When Pablo and Daniela, a young couple with three children, decided to build a compact weekend getaway near their family farm in the Chilean commune of El Peumo, they turned to an architect familiar with both the landscape and the couple’s design values—their relative and friend Cristián Izquierdo Lehmann.
Since the vacation house would be used as a rural escape from city life in Santiago, Lehmann wanted the House in El Peumo to "foster living together and to be open to the outside in all directions, as an open terrace in the middle of the landscape," he says.
In unifying the communal functions in a central, square-shaped family room perpendicularly surrounded by four equal-sized bedroom wings, the architect created a floor plan in the form of a pinwheel—a recurring shape in his work that shows his preference for gridded layouts and exacting, orthogonal forms.
To achieve precise measurements in his design, Lehmann built the 1,754-square-foot home around fixed "modules"—two-foot-long units of measure that became his way of "measuring the natural surroundings against a constant structure and makes explicit the similarities and differences of every part and surrounding."
The central 576-square-foot living room, for instance, is bounded on each side by 12 modules. The room’s four large glazed pocket doors that open to outdoor patios are five modules each, or 10 feet in width, while the adjoining wall comprises seven modules for a width of 14 feet. "Each wall hosts a specific use—bookshelves, closets, kitchen or chimney—and an equal door at its corner," adds Lehmann.
The architect applied the 5:7 ratio of the central room to determine the form and pitch of the roof, which consists of four sets of three triangular zinc planes placed in a symmetric rotation around the central skylight to create a dramatic vaulted ceiling in the living room.

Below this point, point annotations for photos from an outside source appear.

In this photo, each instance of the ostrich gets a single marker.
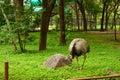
(78, 47)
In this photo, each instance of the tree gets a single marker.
(62, 24)
(82, 9)
(103, 13)
(116, 6)
(18, 5)
(9, 27)
(47, 6)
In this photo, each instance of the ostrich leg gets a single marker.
(83, 61)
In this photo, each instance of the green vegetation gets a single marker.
(29, 65)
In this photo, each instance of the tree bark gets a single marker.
(81, 7)
(77, 15)
(9, 28)
(102, 19)
(18, 4)
(48, 7)
(62, 24)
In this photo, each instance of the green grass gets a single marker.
(104, 53)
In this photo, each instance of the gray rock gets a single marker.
(57, 60)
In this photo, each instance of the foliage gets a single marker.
(104, 54)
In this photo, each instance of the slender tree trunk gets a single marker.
(102, 19)
(115, 12)
(9, 28)
(95, 20)
(62, 23)
(77, 15)
(48, 7)
(81, 7)
(18, 4)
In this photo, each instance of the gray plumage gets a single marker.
(79, 47)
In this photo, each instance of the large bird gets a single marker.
(78, 47)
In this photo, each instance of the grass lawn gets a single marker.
(104, 54)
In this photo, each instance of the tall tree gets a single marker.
(19, 8)
(103, 13)
(77, 15)
(47, 6)
(62, 24)
(82, 9)
(116, 6)
(9, 27)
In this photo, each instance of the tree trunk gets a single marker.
(18, 4)
(48, 7)
(62, 24)
(77, 15)
(81, 7)
(9, 28)
(102, 19)
(115, 12)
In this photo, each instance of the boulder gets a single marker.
(57, 60)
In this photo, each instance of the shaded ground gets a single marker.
(104, 32)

The minimal finishes and exposed construction celebrate the home’s mathematical precision. Pine was used as the primary construction material, chosen "because of its low carbon-print, cheapness, and expressive possibilities," explains Lehmann. "The structure is made of laminated pine and is left uncovered, making explicit the constant measures and joints that rule the project."
He continues, "The symmetric rotation of this asymmetrical form produces the figure of a whirlwind, thus blurring the difference of the concave center and the horizontal perimeter into an organic totality."